Gates invests more money in innovative medicine

SEATTLE (AP) - Using microwaves to kill malaria parasites and developing a way to give fetuses immunity to HIV are among the dozen ideas the Bill & Melinda Gates Foundation thinks are worth more research dollars, after giving more than 500 scientists seed money to take an initial look at some far-out concepts.

A dozen scientists or teams of researchers will each get an additional $1 million over five years to take their ideas to the next level and see if they have the potential to save lives, the foundation announced Wednesday.

The foundation initially chose more than 500 scientific ideas out of nearly 20,000 proposals for its Grand Challenges Explorations grants, worth $100,000 each, saying it would be taking a calculated risk by giving money for whatever wacky idea the world's best minds come up with to combat malaria, HIV and other world health problems.

The ideas remain highly speculative into the $1 million stage.

"They run against conventional wisdom," said Chris Wilson, director of the foundation's Global Health Discovery program. "Of course, more often than not, conventional wisdom is right."

As an example, he points to the idea of using microwaves to kill malaria parasites, from within their hosts - mice for the experiment, but humans eventually.

"That's probably not going to work," Wilson said. "But if it did work, it would be pretty stunning."

The scientist, Jose Stoute, a medical researcher who specializes in infectious diseases at Penn State University, might not appreciate that less-then-enthusiastic endorsement, but Wilson says the same thing about nearly all these grants.

"Science is a place where lots of things don't work," he said, adding that the foundation remains optimistic about these grants. "I think we're cautiously optimistic that somewhere along this path, some of these might happen," he said.

To graduate to a million dollar grant, the scientists have to prove their initial idea has merit as a potential way to save lives and that it is practical and potentially scalable and affordable, Wilson said.

Stoute said he and his co-collaborator, Carmenza Spadafora at Panama's Institute of Advanced Scientific Investigations and High Technology Services, got the idea for the project from an innovative cancer treatment involving microwaves that uses iron to tag cancer cells.

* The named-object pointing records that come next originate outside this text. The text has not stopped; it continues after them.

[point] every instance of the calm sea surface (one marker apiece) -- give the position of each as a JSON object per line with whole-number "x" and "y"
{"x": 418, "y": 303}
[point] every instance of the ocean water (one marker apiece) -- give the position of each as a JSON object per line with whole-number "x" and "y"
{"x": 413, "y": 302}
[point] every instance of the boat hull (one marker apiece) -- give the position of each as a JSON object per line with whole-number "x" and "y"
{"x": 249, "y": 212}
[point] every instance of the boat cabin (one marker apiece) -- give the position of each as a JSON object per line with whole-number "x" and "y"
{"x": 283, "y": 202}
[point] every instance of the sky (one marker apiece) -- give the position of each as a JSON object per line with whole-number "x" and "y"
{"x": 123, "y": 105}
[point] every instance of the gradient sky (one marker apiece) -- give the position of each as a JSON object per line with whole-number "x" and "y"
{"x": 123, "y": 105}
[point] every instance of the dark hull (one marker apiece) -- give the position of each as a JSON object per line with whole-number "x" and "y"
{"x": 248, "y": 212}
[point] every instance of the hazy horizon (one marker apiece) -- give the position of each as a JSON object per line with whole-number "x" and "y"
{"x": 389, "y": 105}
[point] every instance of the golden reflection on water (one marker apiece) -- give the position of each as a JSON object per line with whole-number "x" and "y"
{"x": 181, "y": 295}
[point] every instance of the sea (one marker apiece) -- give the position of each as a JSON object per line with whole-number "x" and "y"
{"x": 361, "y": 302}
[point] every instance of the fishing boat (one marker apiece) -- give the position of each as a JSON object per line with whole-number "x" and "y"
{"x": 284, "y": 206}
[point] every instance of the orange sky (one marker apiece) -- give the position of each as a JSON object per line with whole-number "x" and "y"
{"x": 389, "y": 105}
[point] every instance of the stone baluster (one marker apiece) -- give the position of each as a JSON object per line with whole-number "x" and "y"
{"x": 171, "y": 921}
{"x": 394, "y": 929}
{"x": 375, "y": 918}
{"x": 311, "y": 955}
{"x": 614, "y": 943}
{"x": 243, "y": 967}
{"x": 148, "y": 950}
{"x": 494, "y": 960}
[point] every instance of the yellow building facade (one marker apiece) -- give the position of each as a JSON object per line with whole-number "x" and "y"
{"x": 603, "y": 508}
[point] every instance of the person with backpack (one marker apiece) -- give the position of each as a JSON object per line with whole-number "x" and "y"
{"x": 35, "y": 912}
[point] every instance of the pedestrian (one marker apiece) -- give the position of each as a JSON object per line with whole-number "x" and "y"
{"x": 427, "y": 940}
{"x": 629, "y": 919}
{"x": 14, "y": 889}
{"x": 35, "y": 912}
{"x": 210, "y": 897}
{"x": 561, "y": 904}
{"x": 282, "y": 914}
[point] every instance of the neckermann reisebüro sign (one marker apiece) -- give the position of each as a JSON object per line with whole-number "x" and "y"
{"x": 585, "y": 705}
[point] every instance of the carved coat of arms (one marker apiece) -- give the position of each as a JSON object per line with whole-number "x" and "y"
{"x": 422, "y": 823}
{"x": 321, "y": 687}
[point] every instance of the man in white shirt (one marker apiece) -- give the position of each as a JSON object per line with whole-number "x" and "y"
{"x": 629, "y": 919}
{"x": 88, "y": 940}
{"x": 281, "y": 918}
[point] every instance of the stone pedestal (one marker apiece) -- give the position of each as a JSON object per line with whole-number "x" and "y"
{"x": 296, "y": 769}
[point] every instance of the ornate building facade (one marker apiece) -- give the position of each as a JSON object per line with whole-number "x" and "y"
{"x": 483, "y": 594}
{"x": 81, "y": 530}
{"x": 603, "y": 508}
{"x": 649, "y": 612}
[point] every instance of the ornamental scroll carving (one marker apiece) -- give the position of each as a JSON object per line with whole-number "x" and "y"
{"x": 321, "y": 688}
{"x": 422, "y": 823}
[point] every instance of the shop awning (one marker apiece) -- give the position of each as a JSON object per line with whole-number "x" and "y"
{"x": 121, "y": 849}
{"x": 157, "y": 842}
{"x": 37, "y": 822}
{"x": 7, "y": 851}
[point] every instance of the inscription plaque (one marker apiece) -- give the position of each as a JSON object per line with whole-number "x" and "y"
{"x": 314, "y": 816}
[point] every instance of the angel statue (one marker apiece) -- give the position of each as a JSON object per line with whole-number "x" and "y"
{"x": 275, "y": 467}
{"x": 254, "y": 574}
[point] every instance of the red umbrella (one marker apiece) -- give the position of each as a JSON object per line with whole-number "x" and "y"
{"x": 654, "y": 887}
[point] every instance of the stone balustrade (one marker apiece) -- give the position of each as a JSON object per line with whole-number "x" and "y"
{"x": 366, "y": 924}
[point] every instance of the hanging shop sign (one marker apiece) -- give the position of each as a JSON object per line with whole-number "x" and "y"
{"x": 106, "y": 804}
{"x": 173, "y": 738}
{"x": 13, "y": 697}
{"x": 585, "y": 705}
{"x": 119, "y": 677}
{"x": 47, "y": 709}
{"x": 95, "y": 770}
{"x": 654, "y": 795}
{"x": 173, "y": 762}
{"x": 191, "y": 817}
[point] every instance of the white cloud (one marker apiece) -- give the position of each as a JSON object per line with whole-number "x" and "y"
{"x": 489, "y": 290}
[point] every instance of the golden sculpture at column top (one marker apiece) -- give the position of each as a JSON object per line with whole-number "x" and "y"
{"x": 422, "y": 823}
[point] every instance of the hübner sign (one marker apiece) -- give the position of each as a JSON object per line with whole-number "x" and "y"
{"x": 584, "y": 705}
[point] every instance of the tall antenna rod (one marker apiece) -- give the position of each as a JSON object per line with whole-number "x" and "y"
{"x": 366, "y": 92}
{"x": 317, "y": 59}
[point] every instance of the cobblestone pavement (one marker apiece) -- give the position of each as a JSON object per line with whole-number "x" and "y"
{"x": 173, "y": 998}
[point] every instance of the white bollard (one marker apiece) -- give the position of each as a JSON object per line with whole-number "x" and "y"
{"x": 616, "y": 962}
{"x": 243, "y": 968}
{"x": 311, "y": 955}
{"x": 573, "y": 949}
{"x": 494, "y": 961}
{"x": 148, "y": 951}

Since the malaria parasite naturally collects iron as a byproduct of its actions within the human body, they thought malaria might be another good target for microwave treatment. Stoute is working with microwave engineers to design a machine to deliver the treatment in the lab.

Collaboration among different kinds of scientists is an attribute of many of the Grand Challenges projects.

Mike McCune, professor of medicine at the University of California San Francisco, said working in multidisciplinary teams has helped a number of researchers from his university get a Gates grant.

His project, to fight HIV infection while a fetus is in the uterus, takes a number of known scientific principals and combines them in a new way.

He is working to utilize what scientists already know about the unique and effective immune system of the human fetus, plus the way vaccines work on newborns and the success so far at decreasing the number of HIV transmissions from mother to child in this country.

Considering how much blood passes from mother to baby while an HIV-affected mother is pregnant, McCune says it's nearly miraculous that most of those babies of those mothers are not born HIV-positive. Most are affected later through breastfeeding or via blood at birth. His goal is to strengthen and prolong a child's natural immunity.

For now, McCune is testing his theories on non-human primates, by giving vaccines to mothers who hopefully will pass immunity along to their fetuses.

"This is not science fiction. Everything I've told you has a longstanding history to it," McCune said. "The Gates grant allows me and others to take existing dogmas and paradigms and throw them out the window."

Not all the projects take a high tech approach to fighting disease.

Some scientists are looking at more practical considerations such as the way existing disease fighting solutions are applied, like Teun Bousema, an epidemiologist at the London School of Hygiene and Tropical Medicine and Radboud University Nijmegen Medical Centre in the Netherlands.

Bousema want to work toward eliminating malaria in African villages by targeting all the interventions - from spraying insecticides to installing bed nets and killing mosquito larvae - around the people who get bit the most. He learned with his earlier Gates grant that those people can be identified through blood tests.

Up to this point, most malaria prevention and treatment has focused on the most vulnerable populations, such as children, but Bousema said that approach will never lead to elimination of the disease.

Humans and mosquitoes are both required for malaria to spread, so the approach has to be targeted and thorough.

"Some critics may question whether this is cost-effective," said Bousema, acknowledging that his approach may be costly per person but he theorizes they would only need to target a few households to effectively help a whole village.

His idea could be applied to any new malaria-fighting tool that is developed. If a new vaccine is developed to block malaria transmission, it would likely be impossible to give it to everyone in Africa. If Bousema's idea works, universal vaccination wouldn't be necessary.